In practical terms, this means crewed flights to Mars need to carefully consider radiation — how to best protect the precious and delicate crew, both in launch times and ship construction. Starship, the SpaceX vehicle being designed for Mars flights, has a steel hull, which is worse than aluminum, but may be too thin to create much secondary radiation. If the cargo (food and such) is placed in a way to add to shielding, that could help. A lining of water inside the hull would be good too, and has to be carried along anyway. Aligning the ship such that the back end points toward the Sun might eliminate a lot of solar radiation issues as well. Elon Musk, SpaceX CEO, has mentioned radiation issues with Starship but tends to be a little cavalier in dismissing the issue. In the two years since that article was written I have not heard anything more on this, and it needs to be addressed.
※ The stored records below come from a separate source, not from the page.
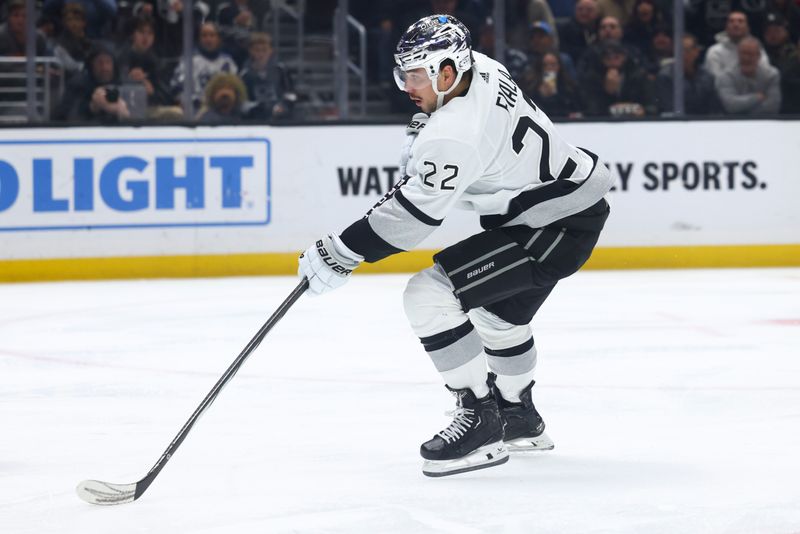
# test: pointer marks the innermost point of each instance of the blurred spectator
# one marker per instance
(236, 20)
(267, 82)
(609, 31)
(619, 87)
(138, 63)
(72, 46)
(93, 95)
(643, 24)
(167, 15)
(47, 28)
(750, 87)
(660, 50)
(790, 10)
(776, 40)
(99, 14)
(207, 61)
(562, 9)
(790, 83)
(724, 55)
(707, 18)
(699, 93)
(580, 31)
(540, 42)
(622, 10)
(12, 33)
(556, 91)
(521, 15)
(516, 61)
(224, 101)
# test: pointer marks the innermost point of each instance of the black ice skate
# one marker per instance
(524, 427)
(474, 440)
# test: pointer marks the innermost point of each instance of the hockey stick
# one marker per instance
(105, 493)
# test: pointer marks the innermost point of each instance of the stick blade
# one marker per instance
(106, 493)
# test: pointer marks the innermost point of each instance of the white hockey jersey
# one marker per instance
(492, 151)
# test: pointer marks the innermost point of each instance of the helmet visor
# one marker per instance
(415, 79)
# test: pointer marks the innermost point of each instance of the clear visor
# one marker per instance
(415, 79)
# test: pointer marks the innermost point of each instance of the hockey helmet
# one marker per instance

Happily, trips to the Moon are much shorter, just days instead of months, and astronauts won’t be exposed nearly as long. If we eventually want long-term habitats on the Moon and Mars, living underground may be the best option. That could involve exploring lava tubes, long caverns emptied out by flowing lava eons ago. The European Space Agency is exploring that idea.

When I was a kid, feeding on a non-stop diet of old sci-fi movies, I thought the biggest hazard was getting hit by meteoroids, not subatomic particles. Nature can be somewhat less Hollywood friendly. Space is a dangerous place, and if we want to move outside our comfortable and radiation-protected Earthly home, were going to have to know what those dangers are and do our best to minimize them.